The national prosecuting authority’s (NPA) appeal of Oscar Pistorius’s “shockingly too lenient” sentence has been welcomed by the Steenkamp family and the ANC Women’s League (ANCWL).
In a statement by the Steenkamp’s lawyer the family said that they have always fully supported Gerrie Nel and his team’s fight for justice for Reeva.
As they have no input in the decision of the state to appeal, they are focusing their energy on the upcoming official media launch of The Reeva Rebecca Steenkamp Foundation on August 19, 2016, the statement said.
Jacqui Mofokeng, on behalf of the ANCWL, said she could not contain her happiness after hearing the news of the appeal.
“It was ridiculous that he get five years for homicide and six when it was a conviction of murder.”
“When he got the six year sentence I was so distraught I had to take some time out. That sentence simply was not enough for the women of this country. I hate to say it, but [Judge Thokozile] Masipa as a woman has failed us,” she said.
The NPA filed papers for leave to appeal against the sentence imposed by Judge Masipa in the Pretoria High Court.
The case has dragged on for three years since Pistorius murdered Reeva Steenkamp on February 14, 2013.
Pistorius was initially convicted of culpable homicide and sentenced by Masipa to five years in prison.
But the Supreme Court of Appeal last year ruled that the conviction should be murder and that he should be re-sentenced.
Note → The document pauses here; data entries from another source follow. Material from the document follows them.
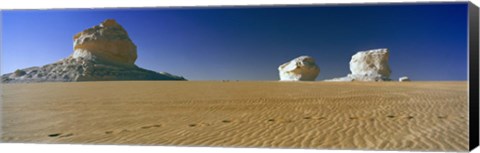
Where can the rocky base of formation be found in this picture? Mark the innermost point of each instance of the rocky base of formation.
(80, 69)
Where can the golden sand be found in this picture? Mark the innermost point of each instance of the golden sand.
(322, 115)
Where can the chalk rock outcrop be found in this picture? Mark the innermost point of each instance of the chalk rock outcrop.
(371, 65)
(403, 79)
(107, 42)
(101, 53)
(302, 68)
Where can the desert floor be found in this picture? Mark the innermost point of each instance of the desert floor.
(321, 115)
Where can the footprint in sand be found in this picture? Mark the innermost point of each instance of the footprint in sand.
(143, 127)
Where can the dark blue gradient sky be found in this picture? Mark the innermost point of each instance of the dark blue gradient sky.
(426, 41)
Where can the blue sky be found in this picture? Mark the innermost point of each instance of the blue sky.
(426, 41)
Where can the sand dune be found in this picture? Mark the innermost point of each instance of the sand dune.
(322, 115)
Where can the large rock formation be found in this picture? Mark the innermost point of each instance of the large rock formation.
(107, 42)
(371, 65)
(102, 53)
(302, 68)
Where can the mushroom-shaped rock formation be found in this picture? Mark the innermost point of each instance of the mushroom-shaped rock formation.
(302, 68)
(371, 65)
(403, 79)
(102, 53)
(107, 42)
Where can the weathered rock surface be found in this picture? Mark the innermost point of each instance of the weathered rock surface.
(403, 79)
(102, 53)
(371, 65)
(107, 42)
(302, 68)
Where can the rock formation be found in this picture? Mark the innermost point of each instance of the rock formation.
(107, 42)
(371, 65)
(101, 53)
(403, 79)
(302, 68)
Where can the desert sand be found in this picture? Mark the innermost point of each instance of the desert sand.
(317, 115)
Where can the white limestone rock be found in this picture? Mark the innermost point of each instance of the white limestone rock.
(403, 79)
(101, 53)
(302, 68)
(370, 65)
(107, 42)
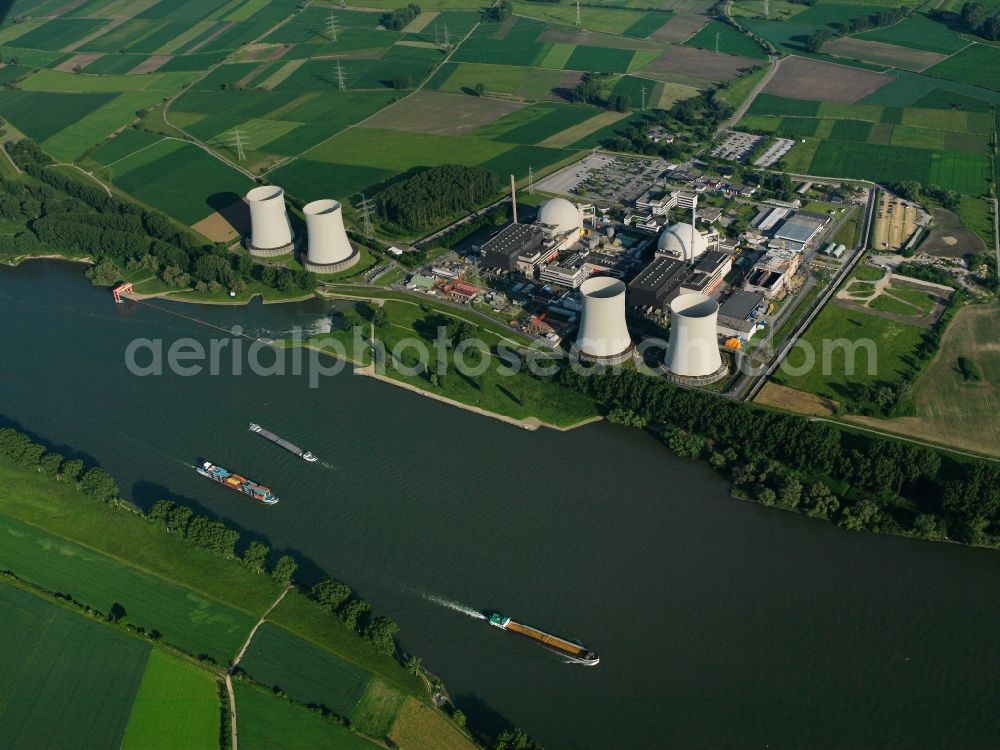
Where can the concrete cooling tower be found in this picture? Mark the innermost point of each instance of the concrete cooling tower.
(603, 335)
(328, 249)
(693, 349)
(270, 231)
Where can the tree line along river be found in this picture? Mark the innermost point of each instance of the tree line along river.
(718, 623)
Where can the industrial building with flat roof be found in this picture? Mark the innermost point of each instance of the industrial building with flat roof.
(799, 230)
(513, 241)
(772, 271)
(741, 315)
(657, 283)
(708, 273)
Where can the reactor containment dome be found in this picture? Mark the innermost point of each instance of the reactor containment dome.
(603, 335)
(562, 215)
(693, 350)
(328, 250)
(682, 241)
(270, 231)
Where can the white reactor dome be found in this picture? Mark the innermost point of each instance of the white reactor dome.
(693, 349)
(603, 333)
(677, 240)
(561, 214)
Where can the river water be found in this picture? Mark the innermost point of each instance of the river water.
(718, 623)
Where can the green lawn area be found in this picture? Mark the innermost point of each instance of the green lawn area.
(40, 114)
(882, 359)
(68, 681)
(377, 709)
(268, 722)
(731, 41)
(181, 180)
(976, 215)
(127, 142)
(191, 622)
(304, 671)
(918, 32)
(177, 706)
(94, 127)
(977, 65)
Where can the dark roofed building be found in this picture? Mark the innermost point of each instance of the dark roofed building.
(513, 240)
(657, 283)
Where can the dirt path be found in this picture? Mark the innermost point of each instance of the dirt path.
(236, 661)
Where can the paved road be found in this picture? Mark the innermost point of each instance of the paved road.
(756, 382)
(236, 661)
(773, 62)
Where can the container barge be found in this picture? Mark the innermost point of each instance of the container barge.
(572, 651)
(268, 435)
(233, 481)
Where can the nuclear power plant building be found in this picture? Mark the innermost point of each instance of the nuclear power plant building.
(328, 249)
(270, 231)
(603, 334)
(692, 354)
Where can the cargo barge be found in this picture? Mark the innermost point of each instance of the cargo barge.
(572, 651)
(268, 435)
(233, 481)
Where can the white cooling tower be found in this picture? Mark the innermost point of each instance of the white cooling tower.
(327, 243)
(693, 349)
(270, 231)
(603, 334)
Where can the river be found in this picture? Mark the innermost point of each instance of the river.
(718, 623)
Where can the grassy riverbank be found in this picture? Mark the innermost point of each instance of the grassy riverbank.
(110, 557)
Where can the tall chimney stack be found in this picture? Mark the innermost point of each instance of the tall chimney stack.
(513, 199)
In her judgment on Pistorius’s murder sentence, Masipa said she believed that Pistorius was obviously remorseful and had believed that his girlfriend Reeva Steenkamp was an intruder.
“I am of the view that a long term of imprisonment would not serve justice in this case,” she said.
But according to papers filed by the NPA, Masipa failed to consider aggravating factors, including the fact that Pistorius fired four shots at the door and never offered an acceptable explanation for having done so.
“The Supreme Court of Appeal as well as this Court rejected the defence that the accused acted in private defence of even the putative private defence. Thus, there existed no justification for the accused’s actions,” reads the papers.
The NPA also argued that the deceased was an innocent victim of a serious crime and indeed that Steenkamp’s right to life was needlessly taken away.
“We respectfully submit that the sentence of six years imprisonment, in all the circumstances, is disproportionate to the crime of murder committed.”
“It is shockingly too lenient, and has accordingly resulted in an injustice and has the potential to bring the administration of justice into disrepute,” the NPA said.
The NPA added that this appeal would clarify principles of sentencing, particularly in crime categories for which there are prescribed minimum sentences.